Gece gece canım alıştırmalık bir şeyler çektiği için Jieun ile birlikte 7/24 açık bir market bulup kocaman bir alışveriş arabası seçmiştik. Malum bir miktar tuhaf bir ikiliydik ve birbirimize uyduğumuz müddetçe bu durum geçerliliğini asla yitiremeyecekti.

"Daha fazla çikolata almaya devam ederken regl olduğunu düşüneceğim" diyerek kocaman gülümseyen Jieun'a döndüm.

"Sen seviyorsun diye alıyorum" dediğimde bitter çikolatalardan birini seçip göz mesafesine kadar havaya kaldırdı. "Ben bitter seviyorum."

"Peki madem sen seç öyleyse" dediğimde aklına muzip bir fikir geldiği zamanlarda yaptığı gibi dudaklarını birbirine bastırıp önce bana ardından alışveriş arabasına baktı.

"Korkmaya başlamalı mıyım?" diye sorduğumda başını olumsuzca sallayarak içten bir gülüş savurdu. Delirtiyordu beni. Gülüşüne hapsediyordu.

"Arabaya sığar mısın diye düşünüyorum ve bence sığarsın."

Kaşlarım şaşkınlıkla havalandı. Bu işte bir terslik yok muydu?

"Fantezi dünyanı sorgulamaya başlıyorum Jieun. Çok istiyorsan arabaya sen geç" dediğimde bana Çoko bakışları atmaya ve aramızdaki mesafeyi kapatmaya başladı. Tam karşımda durduğunda elleri ceketimin yakalarına tutundu. Ama her seferinde gardımı düşürmeme sebep olacak davranışlarda bulunması büyük haksızlıktı!

"Ben etek giydim bu yüzden arabaya sen geçmelisin. Lütfen."

Gözlerini birkaç kez kırpıştırıp bakışlarını benimkilere sabitleyip şirin bir tavırla beklemeye başladığında yenilgiyle omuzlarımı düşürdüm ve alışveriş arabasına hüzünlü bir bakış attım.

Derin bir iç geçirerek bacaklarım dışarıya sarkacak şekilde büyük bir zorlukla arabaya geçtiğimde Jieun'un gülüşünü saklamaya çalışan ifadesine karşılık gözlerimi devirdim.

"Etrafta kimse var mı?" diye çaresizce sorduğumda Jieun omuzlarını kaldırıp indirdi. "Birkaç önemsiz güvenlik kamerası dışında herhangi bir tehlike yok" dediğinde elimle yüzümü kapatmaya çalıştım. Jieun ise arabayı sürmeye başlamıştı.

"Ağır değil miyim?
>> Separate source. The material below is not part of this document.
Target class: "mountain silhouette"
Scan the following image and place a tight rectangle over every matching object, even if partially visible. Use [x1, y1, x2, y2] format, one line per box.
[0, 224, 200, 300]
Yetmez mi bu kadar işkence?"

"Değilsin" dedikten sonra kucağıma seçtiği birkaç çikolata, muzlu süt ve kurabiyeleri sıraladı.

"Dur! Biraz da ramen alalım. Acıkırız gece."

Beni onaylayarak birkaç tane ramen seçip kucağıma attı. Araba bir miktar sendeliyor olsa da Jieun inadından vazgeçmiyor, sürmeye devam ediyordu. Artık sırtım ve bacaklarım ağrımaya başlamıştı.

"Jieun, güzelim yetmez mi?" diye sorduğumda birkaç saniyeliğine bakışlarımız kesişti ve o bir süre bekledikten sonra yan tarafıma doğru geçip elini uzattı.